From: Jens Axboe <axboe@kernel.dk>
To: Linus Torvalds <torvalds@linux-foundation.org>
Cc: linux-fsdevel@vger.kernel.org, brauner@kernel.org,
viro@zeniv.linux.org.uk
Subject: Re: [PATCHSET v6b 0/11] Turn single segment imports into ITER_UBUF
Date: Thu, 30 Mar 2023 11:33:16 -0600 [thread overview]
Message-ID: <de35d11d-bce7-e976-7372-1f2caf417103@kernel.dk> (raw)

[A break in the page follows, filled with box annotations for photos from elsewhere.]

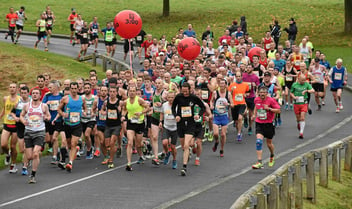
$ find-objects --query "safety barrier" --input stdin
[78,53,130,72]
[231,136,352,209]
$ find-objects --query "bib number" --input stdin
[70,112,81,123]
[257,109,268,120]
[181,106,192,118]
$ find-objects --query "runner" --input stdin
[43,80,64,165]
[20,89,50,184]
[151,78,168,165]
[12,84,30,176]
[101,23,116,56]
[72,14,83,46]
[67,8,78,44]
[172,82,205,176]
[45,7,55,44]
[89,17,101,53]
[78,22,89,59]
[329,58,348,113]
[58,82,85,172]
[15,6,27,44]
[311,58,327,111]
[81,83,97,160]
[210,79,234,157]
[101,87,122,168]
[191,88,213,166]
[252,86,281,169]
[121,86,149,171]
[0,83,21,173]
[34,13,48,51]
[228,72,250,142]
[159,92,177,169]
[243,64,260,136]
[291,74,314,139]
[282,61,297,110]
[5,7,18,44]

In-Reply-To: <CAHk-=wgmGBCO9QnBhheQDOHu+6k+OGHGCjHyHm4J=snowkSupQ@mail.gmail.com>
On 3/30/23 11:11?AM, Linus Torvalds wrote:
> On Thu, Mar 30, 2023 at 9:47?AM Jens Axboe <axboe@kernel.dk> wrote:
>>
>> Sadly, in absolute numbers, comparing read(2) and readv(2),
>> the latter takes 2.11x as long in the stock kernel, and 2.01x as long
>> with the patches. So while single segment is better now than before,
>> it's still waaaay slower than having to copy in a single iovec. Testing
>> was run with all security mitigations off.
>
> What does the profile say? Iis it all in import_iovec() or what?
>
> I do note that we have some completely horrid "helper" functions in
> the iter paths: things like "do_iter_readv_writev()" supposedly being
> a common function , but then it ends up doing some small setup and
> just doing a conditional on the "type" after all, so when it isn't
> inlined, you have those things that don't predict well at all.
>
> And the iter interfaces don't have just that iterator, they have the
> whole kiocb overhead too. All in the name of being generic. Most file
> descriptors don't even support the simpler ".read" interface, because
> they want the whole thing with IOCB_DIRECT flags etc.
>
> So to some degree it's unfair to compare read-vs-read_iter. The latter
> has all that disgusting support for O_DIRECT and friends, and testing
> with /dev/null just doesn't show that part.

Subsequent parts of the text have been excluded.